Another school board has decided that honors classes will have to be done away with … in the name of “equity and inclusion.”
According to The Globe and Mail, the Vancouver School Board declared its math and science honors courses “do not comply” with the district’s goal of “ensuring that all students can participate in every aspect of the curriculum.”
The district said in a statement that its revised curriculum requires “an inclusive model of education” so “all students will be able to participate in the curriculum fulsomely.”
Yeah, I had to look that last word up too. This is what educationists do when they enact a sketchy policy — stack it with flowery lingo to make it more palatable.
Parents were angry that they were made aware of the board’s decision just last month, which was long after students had decided which secondary school to attend. As it is, only two of the district’s 18 secondary schools had even offered the advanced courses.

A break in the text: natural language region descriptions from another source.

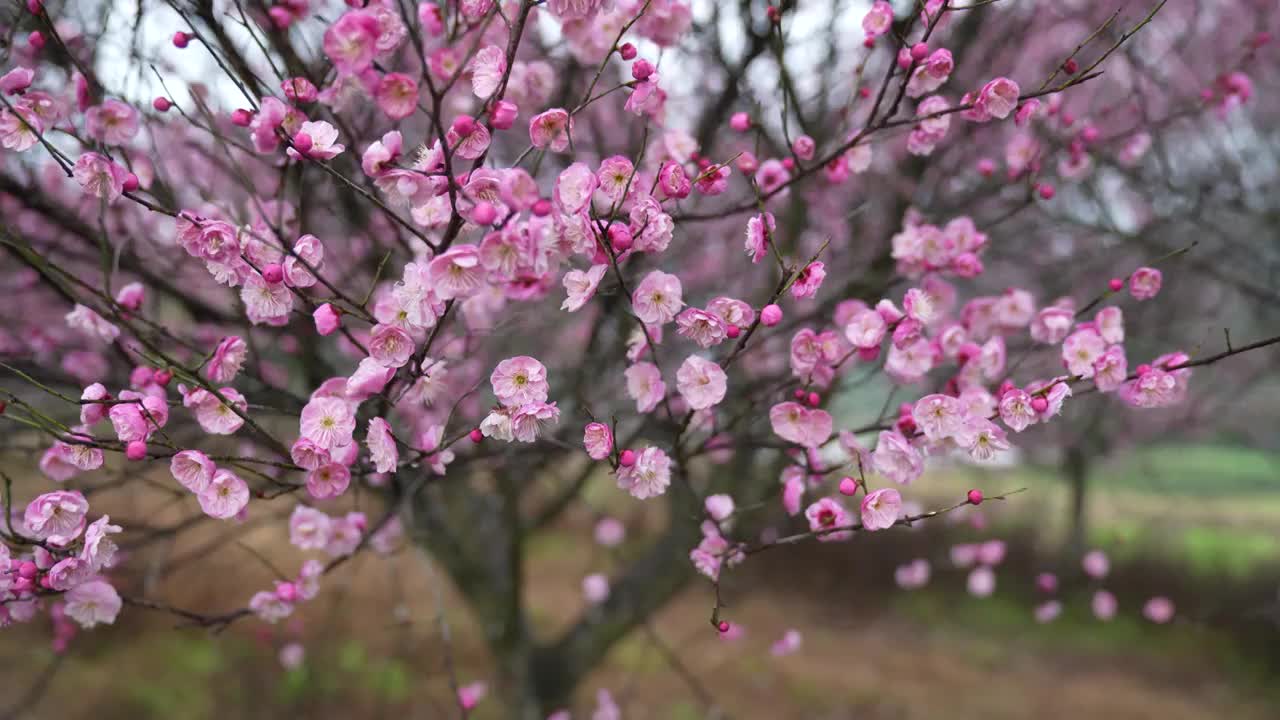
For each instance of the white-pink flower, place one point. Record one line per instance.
(657, 299)
(702, 382)
(648, 477)
(881, 509)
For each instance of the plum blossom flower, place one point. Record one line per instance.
(551, 128)
(227, 361)
(881, 509)
(648, 477)
(824, 516)
(598, 440)
(1080, 350)
(702, 327)
(92, 604)
(55, 516)
(799, 424)
(645, 386)
(520, 381)
(700, 382)
(328, 422)
(192, 469)
(938, 417)
(309, 528)
(382, 446)
(324, 141)
(580, 286)
(92, 324)
(530, 419)
(1144, 283)
(328, 481)
(657, 299)
(896, 458)
(997, 99)
(224, 496)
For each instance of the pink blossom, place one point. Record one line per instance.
(328, 422)
(92, 604)
(519, 381)
(648, 477)
(456, 273)
(997, 99)
(598, 440)
(224, 496)
(1144, 283)
(1080, 350)
(192, 469)
(799, 424)
(580, 286)
(881, 509)
(896, 458)
(940, 417)
(657, 299)
(700, 382)
(824, 516)
(328, 481)
(56, 516)
(551, 128)
(530, 419)
(645, 386)
(324, 141)
(309, 528)
(351, 41)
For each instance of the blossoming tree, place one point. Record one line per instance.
(464, 258)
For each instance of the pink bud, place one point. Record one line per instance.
(484, 213)
(327, 319)
(771, 315)
(464, 126)
(503, 114)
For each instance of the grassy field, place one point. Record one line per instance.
(869, 650)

A spokesman for Education Minister Jennifer Whiteside said because of this “limited” number of locations, “not all students […] have an equal opportunity to enroll” in these accelerated classes. Instead, advanced students can “complete their own grade-level work […] and then work ahead into a higher grade level” (but only if there’s enough space). Or, they can apply to a “mini-school,” a “school within a school” which have specialized offerings “ranging from academics to the arts to hockey to leadership.”
The University of British Columbia’s Jennifer Katz, a Vancouver district consultant who favors abolition of fast-track courses, poo-pooed parents’ concerns about gifted students not “fitting in,” saying such a belief is “part of racism and systemic racism.”

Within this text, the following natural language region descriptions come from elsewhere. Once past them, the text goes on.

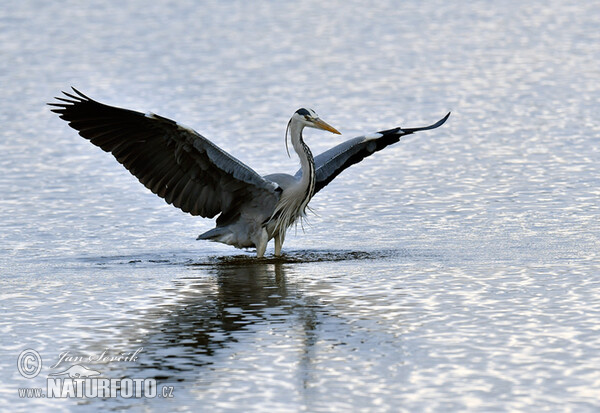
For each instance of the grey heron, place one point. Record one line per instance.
(193, 174)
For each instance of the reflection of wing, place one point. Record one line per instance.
(332, 162)
(173, 161)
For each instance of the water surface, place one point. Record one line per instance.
(457, 270)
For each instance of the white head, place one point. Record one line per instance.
(307, 118)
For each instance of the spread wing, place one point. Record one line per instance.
(332, 162)
(173, 161)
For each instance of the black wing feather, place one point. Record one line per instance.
(332, 162)
(174, 162)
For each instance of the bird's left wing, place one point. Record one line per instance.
(332, 162)
(171, 160)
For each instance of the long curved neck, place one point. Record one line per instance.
(307, 182)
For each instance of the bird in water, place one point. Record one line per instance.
(195, 175)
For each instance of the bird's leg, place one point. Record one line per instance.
(279, 238)
(261, 242)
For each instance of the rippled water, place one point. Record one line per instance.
(458, 270)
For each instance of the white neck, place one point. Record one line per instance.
(306, 159)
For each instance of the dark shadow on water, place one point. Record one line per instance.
(291, 257)
(202, 315)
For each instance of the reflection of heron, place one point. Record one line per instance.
(207, 313)
(193, 174)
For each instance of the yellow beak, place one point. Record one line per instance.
(325, 126)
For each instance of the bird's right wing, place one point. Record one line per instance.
(332, 162)
(171, 160)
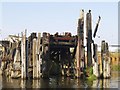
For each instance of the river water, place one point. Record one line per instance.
(61, 82)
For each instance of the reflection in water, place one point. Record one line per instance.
(58, 82)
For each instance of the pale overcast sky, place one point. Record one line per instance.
(53, 17)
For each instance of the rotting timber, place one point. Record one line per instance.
(44, 55)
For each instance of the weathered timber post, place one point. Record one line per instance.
(95, 61)
(105, 60)
(23, 57)
(102, 57)
(39, 60)
(108, 61)
(80, 51)
(46, 55)
(16, 71)
(34, 58)
(89, 37)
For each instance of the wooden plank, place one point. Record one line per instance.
(79, 45)
(89, 37)
(34, 59)
(23, 56)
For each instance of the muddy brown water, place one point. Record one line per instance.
(61, 82)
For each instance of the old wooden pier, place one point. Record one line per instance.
(44, 55)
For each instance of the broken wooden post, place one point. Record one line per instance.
(80, 50)
(89, 37)
(102, 57)
(39, 60)
(105, 60)
(95, 61)
(108, 61)
(23, 56)
(34, 58)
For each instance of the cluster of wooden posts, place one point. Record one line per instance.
(41, 56)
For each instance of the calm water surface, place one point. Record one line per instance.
(61, 82)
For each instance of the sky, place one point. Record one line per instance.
(60, 17)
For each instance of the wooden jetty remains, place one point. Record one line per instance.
(44, 54)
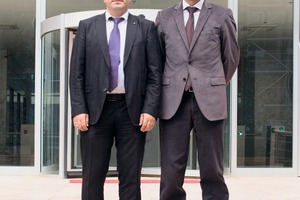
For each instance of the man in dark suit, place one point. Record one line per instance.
(115, 91)
(201, 54)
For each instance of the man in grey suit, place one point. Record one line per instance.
(115, 81)
(201, 54)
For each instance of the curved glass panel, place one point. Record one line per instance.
(50, 111)
(265, 84)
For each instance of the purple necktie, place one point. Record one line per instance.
(189, 28)
(114, 53)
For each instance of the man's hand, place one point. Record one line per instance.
(147, 122)
(81, 121)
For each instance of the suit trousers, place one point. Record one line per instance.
(114, 125)
(174, 144)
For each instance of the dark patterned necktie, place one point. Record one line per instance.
(114, 53)
(189, 28)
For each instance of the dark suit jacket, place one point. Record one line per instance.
(90, 68)
(211, 59)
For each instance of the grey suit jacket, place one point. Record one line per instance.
(211, 60)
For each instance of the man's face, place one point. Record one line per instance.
(192, 2)
(117, 6)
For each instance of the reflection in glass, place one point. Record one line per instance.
(50, 112)
(265, 84)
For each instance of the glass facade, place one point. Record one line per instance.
(17, 80)
(50, 109)
(261, 95)
(265, 84)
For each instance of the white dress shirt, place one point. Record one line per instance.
(196, 14)
(123, 28)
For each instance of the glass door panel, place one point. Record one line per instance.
(50, 112)
(265, 84)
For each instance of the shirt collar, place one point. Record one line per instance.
(197, 5)
(125, 16)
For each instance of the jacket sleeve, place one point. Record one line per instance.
(229, 46)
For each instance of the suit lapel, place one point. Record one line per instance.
(100, 25)
(180, 23)
(130, 35)
(204, 14)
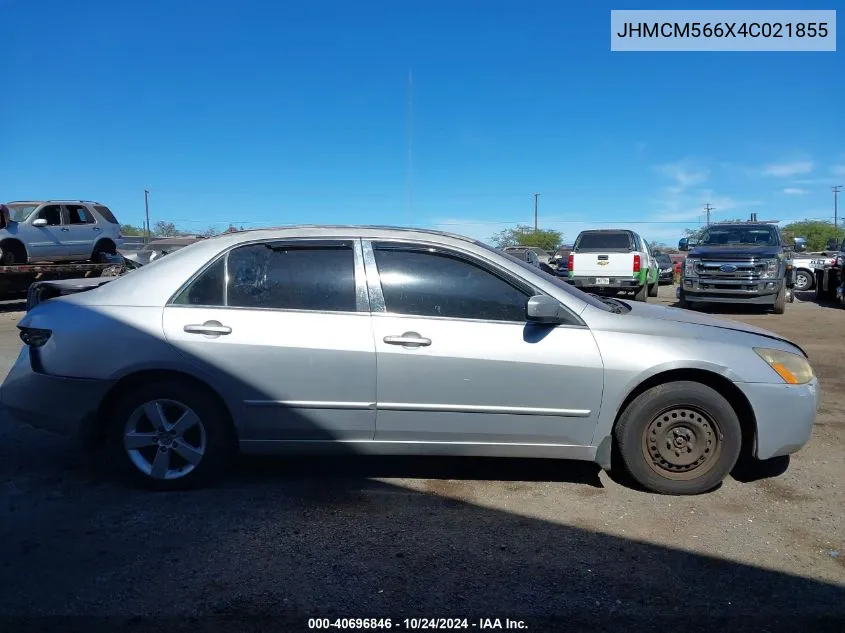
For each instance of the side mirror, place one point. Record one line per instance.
(543, 309)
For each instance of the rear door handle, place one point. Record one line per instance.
(408, 339)
(209, 328)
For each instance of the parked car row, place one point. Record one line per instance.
(396, 341)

Programs and courses such as those for honors kids are “’almost always’ made up of ‘middle- and upper-class kids whose parents have had them tutored for who knows how many years,'” Katz said. She added that teachers should be teaching to students’ ability levels so that those “of different abilities can work on the same assignment but with more advanced inquiry for some.”
But Katz’s UBC peer Owen Lo said the move to ditch honors classes is “radical, oversimplified and irresponsible.” And here’s where he nails it:
He said teachers are currently working with students from a variety of racial and linguistic backgrounds, as well as with students with ADHD and autism.

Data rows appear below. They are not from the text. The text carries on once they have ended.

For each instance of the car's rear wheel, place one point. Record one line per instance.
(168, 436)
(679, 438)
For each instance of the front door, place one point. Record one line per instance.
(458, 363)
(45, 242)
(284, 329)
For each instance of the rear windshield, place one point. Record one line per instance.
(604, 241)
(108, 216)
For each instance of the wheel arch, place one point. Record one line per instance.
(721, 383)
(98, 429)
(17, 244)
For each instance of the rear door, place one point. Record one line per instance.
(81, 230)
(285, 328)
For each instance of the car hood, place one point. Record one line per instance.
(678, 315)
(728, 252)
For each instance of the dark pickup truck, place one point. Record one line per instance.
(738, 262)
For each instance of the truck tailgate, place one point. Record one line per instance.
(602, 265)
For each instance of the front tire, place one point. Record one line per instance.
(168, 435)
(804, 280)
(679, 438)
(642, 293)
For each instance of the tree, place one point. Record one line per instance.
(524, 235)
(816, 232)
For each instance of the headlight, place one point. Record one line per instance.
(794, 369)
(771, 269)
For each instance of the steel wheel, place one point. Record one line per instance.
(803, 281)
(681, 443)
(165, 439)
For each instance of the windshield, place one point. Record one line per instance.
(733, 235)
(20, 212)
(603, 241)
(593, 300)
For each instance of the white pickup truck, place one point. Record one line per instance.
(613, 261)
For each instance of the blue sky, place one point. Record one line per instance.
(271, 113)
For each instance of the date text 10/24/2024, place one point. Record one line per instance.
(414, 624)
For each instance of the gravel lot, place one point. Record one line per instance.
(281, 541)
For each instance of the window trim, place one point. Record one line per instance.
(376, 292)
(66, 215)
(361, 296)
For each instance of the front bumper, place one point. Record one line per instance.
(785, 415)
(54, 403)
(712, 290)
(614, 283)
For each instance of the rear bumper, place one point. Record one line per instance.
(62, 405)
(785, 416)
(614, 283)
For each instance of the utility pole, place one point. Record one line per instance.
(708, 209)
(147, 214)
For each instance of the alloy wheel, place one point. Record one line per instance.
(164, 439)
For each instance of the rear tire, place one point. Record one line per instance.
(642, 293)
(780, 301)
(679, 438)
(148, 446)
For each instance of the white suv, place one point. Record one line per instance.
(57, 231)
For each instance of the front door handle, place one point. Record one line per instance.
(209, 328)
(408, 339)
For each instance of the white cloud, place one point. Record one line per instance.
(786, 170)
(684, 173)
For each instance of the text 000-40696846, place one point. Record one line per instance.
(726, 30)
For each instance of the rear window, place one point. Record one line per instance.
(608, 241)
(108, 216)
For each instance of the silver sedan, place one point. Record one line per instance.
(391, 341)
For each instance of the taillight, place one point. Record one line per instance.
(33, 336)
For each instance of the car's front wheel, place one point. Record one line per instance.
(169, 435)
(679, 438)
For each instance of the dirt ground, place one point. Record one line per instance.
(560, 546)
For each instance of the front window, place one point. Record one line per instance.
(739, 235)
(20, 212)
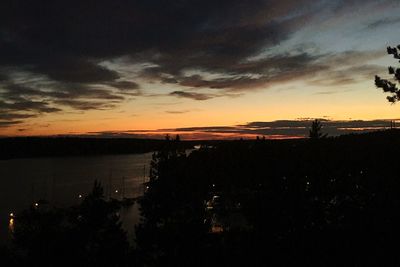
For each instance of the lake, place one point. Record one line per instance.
(65, 181)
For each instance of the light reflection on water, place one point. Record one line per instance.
(64, 181)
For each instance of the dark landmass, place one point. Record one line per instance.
(31, 147)
(310, 202)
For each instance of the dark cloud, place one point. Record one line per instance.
(271, 129)
(192, 95)
(57, 48)
(383, 22)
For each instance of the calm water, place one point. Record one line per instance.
(62, 180)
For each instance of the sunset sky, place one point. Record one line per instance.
(203, 68)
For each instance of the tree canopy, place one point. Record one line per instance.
(387, 85)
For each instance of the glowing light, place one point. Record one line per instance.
(11, 224)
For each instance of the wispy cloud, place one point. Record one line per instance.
(271, 129)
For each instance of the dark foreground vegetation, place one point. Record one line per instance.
(311, 202)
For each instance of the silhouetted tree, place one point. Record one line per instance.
(316, 130)
(89, 234)
(386, 85)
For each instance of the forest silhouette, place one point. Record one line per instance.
(319, 201)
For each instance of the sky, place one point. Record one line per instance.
(201, 68)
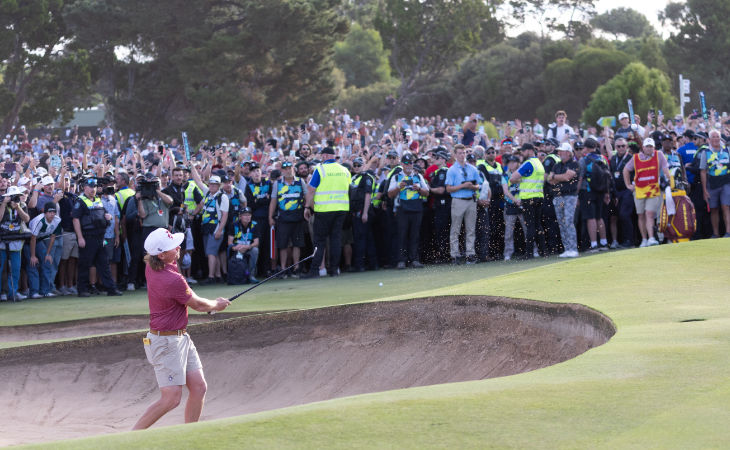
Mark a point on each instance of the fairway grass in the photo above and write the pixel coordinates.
(660, 382)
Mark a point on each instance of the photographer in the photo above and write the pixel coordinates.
(13, 217)
(90, 220)
(44, 253)
(153, 205)
(409, 189)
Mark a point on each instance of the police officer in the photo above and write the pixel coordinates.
(329, 202)
(362, 190)
(493, 171)
(531, 176)
(441, 206)
(287, 197)
(407, 188)
(90, 220)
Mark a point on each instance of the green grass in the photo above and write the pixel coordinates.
(274, 295)
(658, 383)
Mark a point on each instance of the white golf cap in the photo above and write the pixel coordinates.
(565, 147)
(161, 240)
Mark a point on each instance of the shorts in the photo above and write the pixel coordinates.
(591, 204)
(70, 246)
(289, 234)
(113, 254)
(189, 244)
(172, 357)
(719, 196)
(211, 244)
(652, 204)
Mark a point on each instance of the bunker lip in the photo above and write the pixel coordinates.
(95, 326)
(103, 384)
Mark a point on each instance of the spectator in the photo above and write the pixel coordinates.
(45, 230)
(648, 166)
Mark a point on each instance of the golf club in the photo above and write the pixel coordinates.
(269, 278)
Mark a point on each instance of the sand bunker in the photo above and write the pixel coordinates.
(255, 363)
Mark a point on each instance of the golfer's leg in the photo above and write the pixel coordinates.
(169, 399)
(197, 386)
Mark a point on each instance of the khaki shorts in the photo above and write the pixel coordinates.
(171, 357)
(652, 204)
(70, 246)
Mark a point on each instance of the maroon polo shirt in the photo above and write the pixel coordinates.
(168, 294)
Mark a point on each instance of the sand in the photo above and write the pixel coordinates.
(253, 363)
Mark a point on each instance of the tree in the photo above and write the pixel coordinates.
(214, 68)
(425, 37)
(44, 75)
(647, 89)
(362, 58)
(503, 81)
(623, 22)
(570, 83)
(700, 46)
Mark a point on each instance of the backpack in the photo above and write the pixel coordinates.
(599, 177)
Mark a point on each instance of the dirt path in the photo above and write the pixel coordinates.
(101, 385)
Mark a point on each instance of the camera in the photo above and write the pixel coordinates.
(148, 189)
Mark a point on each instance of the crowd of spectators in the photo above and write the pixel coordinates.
(425, 190)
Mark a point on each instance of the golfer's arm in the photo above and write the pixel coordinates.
(201, 304)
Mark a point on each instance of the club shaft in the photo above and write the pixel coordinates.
(269, 278)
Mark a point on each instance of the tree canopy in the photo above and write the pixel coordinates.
(647, 89)
(362, 58)
(625, 22)
(42, 77)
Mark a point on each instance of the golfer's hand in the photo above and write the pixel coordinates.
(221, 304)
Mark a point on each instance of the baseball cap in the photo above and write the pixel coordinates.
(527, 146)
(590, 143)
(161, 240)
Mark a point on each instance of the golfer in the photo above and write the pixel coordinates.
(168, 346)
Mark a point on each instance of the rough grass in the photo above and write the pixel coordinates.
(658, 383)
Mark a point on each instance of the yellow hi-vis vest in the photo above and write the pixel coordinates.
(332, 194)
(531, 187)
(189, 200)
(122, 196)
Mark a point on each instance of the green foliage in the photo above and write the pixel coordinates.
(503, 81)
(362, 58)
(700, 47)
(623, 22)
(368, 101)
(647, 88)
(43, 75)
(426, 37)
(218, 68)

“Then, all of a sudden, you’re also adding students with advanced learning needs in the classroom. It’s a very reasonable thing that a teacher will actually sacrifice first the student with advanced learning needs. … When you don’t give them enough challenged curriculum, how do they have a growth mindset? They don’t grow.”
I know exactly to what Lo is referring. Over a decade ago, Delaware had the “brilliant” idea that every public school student, regardless of academic ability, would have to take at least two consecutive years of a foreign language in order to graduate from high school. Up until this point, foreign languages were electives.
The effect of the mandate, which started in 2011, was immediate. Whereas before my classes were composed of students who had demonstrated proficiency in their English classes, now they were a mix of such kids and special education students who didn’t know a noun from a verb. Appeals for separate classes based on (English course) performance went unheeded. The response from administrators was like that of Katz’s: Teachers were expected to teach to each student’s ability.
In classes totaling more than 30 students, that is.
Before the mandate in my level-one Spanish course, I would cover subjects like stem-changing and reflexive verbs, the differences between “ser” and “estar,” and even using the past tense. By the time I retired, just five years after the state requirement, I was unable to get to any of these topics. Indeed, I had to spend a lot of time, especially at the beginning of the school year, (re)teaching the basic parts of English speech.
Contrary to the illusion that Katz and those like her believe, the reality of Vancouver/Delaware-style mandates is that high and low-ability students suffer. The former get bored from the (to them) remedial instruction, and the latter get frustrated by their inability to grasp even basic concepts.
A further reality is that teachers will cater to the latter because their grade distributions will look better. Honors students will get the good grades regardless, so teachers focus on making sure the grades of lower-ability students are acceptable to administrators.